[v3] crypto: x86/aes-gcm - add VAES and AVX512 / AVX10 optimized AES-GCM

From: Eric Biggers <ebiggers@google.com>

From: Eric Biggers <ebiggers@google.com>

Add implementations of AES-GCM for x86_64 CPUs that support VAES (vector
AES), VPCLMULQDQ (vector carryless multiplication), and either AVX512 or
AVX10.  There are two implementations, sharing most source code: one
using 256-bit vectors and one using 512-bit vectors.  This patch
improves AES-GCM performance by up to 162%; see Tables 1 and 2 below.

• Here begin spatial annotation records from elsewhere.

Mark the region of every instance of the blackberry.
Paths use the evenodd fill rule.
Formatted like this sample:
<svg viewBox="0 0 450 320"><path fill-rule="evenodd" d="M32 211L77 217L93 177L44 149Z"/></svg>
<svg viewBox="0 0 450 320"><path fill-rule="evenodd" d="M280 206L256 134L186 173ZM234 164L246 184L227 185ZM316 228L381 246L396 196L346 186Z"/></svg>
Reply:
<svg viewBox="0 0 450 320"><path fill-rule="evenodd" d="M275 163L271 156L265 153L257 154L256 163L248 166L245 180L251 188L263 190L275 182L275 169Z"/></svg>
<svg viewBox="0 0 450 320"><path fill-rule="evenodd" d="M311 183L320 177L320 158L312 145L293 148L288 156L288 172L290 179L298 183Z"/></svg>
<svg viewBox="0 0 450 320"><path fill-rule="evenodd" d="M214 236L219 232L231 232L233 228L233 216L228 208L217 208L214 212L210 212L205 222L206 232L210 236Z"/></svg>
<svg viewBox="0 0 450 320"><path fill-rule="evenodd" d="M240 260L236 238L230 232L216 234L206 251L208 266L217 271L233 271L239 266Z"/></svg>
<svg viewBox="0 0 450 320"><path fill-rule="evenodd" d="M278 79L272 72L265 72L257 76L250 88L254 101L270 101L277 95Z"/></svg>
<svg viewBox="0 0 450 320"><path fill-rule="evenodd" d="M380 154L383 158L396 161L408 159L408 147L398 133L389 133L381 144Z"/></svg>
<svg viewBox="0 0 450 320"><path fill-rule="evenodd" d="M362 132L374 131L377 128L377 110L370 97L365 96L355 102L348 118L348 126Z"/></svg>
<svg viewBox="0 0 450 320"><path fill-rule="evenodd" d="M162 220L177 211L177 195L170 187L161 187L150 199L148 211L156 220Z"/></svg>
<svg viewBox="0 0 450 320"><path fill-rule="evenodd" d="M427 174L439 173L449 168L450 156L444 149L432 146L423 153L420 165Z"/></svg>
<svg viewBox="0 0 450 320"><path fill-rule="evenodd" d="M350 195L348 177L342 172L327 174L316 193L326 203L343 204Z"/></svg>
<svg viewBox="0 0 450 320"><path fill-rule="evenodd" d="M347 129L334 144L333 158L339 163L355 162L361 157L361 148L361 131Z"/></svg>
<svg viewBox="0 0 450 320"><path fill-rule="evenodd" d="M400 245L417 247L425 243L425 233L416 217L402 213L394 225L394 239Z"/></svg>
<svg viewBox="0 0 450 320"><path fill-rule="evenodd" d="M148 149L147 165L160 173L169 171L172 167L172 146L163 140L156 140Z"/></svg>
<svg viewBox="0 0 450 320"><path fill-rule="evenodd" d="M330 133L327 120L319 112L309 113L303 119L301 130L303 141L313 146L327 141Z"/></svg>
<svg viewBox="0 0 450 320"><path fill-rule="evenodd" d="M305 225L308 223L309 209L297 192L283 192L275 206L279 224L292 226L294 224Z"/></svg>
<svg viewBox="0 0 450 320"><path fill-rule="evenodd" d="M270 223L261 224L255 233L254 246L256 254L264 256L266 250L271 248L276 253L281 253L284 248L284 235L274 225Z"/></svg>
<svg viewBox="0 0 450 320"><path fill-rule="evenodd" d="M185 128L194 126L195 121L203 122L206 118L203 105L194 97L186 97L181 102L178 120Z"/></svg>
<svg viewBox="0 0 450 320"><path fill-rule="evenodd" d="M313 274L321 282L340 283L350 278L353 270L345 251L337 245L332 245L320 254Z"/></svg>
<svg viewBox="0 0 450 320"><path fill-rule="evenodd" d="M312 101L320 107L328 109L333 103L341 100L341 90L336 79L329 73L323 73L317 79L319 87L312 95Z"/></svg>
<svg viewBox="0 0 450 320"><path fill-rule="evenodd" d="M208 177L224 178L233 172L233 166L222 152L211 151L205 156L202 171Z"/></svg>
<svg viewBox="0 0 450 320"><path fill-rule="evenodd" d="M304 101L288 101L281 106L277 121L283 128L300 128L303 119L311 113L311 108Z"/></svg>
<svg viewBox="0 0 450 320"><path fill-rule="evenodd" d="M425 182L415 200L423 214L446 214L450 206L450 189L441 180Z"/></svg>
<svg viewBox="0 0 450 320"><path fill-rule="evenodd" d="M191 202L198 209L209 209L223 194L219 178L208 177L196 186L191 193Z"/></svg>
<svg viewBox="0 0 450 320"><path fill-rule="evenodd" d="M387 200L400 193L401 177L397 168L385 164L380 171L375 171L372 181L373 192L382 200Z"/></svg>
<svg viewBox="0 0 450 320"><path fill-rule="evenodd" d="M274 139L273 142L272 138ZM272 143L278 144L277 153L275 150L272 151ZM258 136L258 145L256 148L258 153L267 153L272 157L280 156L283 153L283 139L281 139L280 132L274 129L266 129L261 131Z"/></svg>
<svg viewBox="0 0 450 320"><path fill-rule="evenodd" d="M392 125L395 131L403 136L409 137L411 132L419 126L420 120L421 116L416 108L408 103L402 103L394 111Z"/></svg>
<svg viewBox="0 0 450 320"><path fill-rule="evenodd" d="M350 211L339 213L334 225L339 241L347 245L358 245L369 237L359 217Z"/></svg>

I wrote the new AES-GCM assembly code from scratch, focusing on
correctness, performance, code size (both source and binary), and
documenting the source.  The new assembly file aes-gcm-avx10-x86_64.S is
about 1200 lines including extensive comments, and it generates less
than 8 KB of binary code.  The main loop does 4 vectors at a time, with
the AES and GHASH instructions interleaved.  Any remainder is handled
using a simple 1 vector at a time loop, with masking.

Several VAES + AVX512 implementations of AES-GCM exist from Intel,
including one in OpenSSL and one proposed for inclusion in Linux in 2021
(https://lore.kernel.org/linux-crypto/1611386920-28579-6-git-send-email-megha.dey@intel.com/).
These aren't really suitable to be used, though, due to the massive
amount of binary code generated (696 KB for OpenSSL, 200 KB for Linux)
and well as the significantly larger amount of assembly source (4978
lines for OpenSSL, 1788 lines for Linux).  Also, Intel's code does not
support 256-bit vectors, which makes it not usable on future
AVX10/256-only CPUs, and also not ideal for certain Intel CPUs that have
downclocking issues.  So I ended up starting from scratch.  Usually my
much shorter code is actually slightly faster than Intel's AVX512 code,
though it depends on message length and on which of Intel's
implementations is used; for details, see Tables 3 and 4 below.

To facilitate potential integration into other projects, I've
dual-licensed aes-gcm-avx10-x86_64.S under Apache-2.0 OR BSD-2-Clause,
the same as the recently added RISC-V crypto code.

Note that although much of the new assembly code is agnostic to vector
length, it wouldn't be easy to make it support CPUs that lack AVX512 or
AVX10.  This was doable for the new AES-XTS code I recently added;
however, AES-GCM relies more heavily on the full set of 32 SIMD
registers, masking, and new instructions provided by AVX512 or AVX10.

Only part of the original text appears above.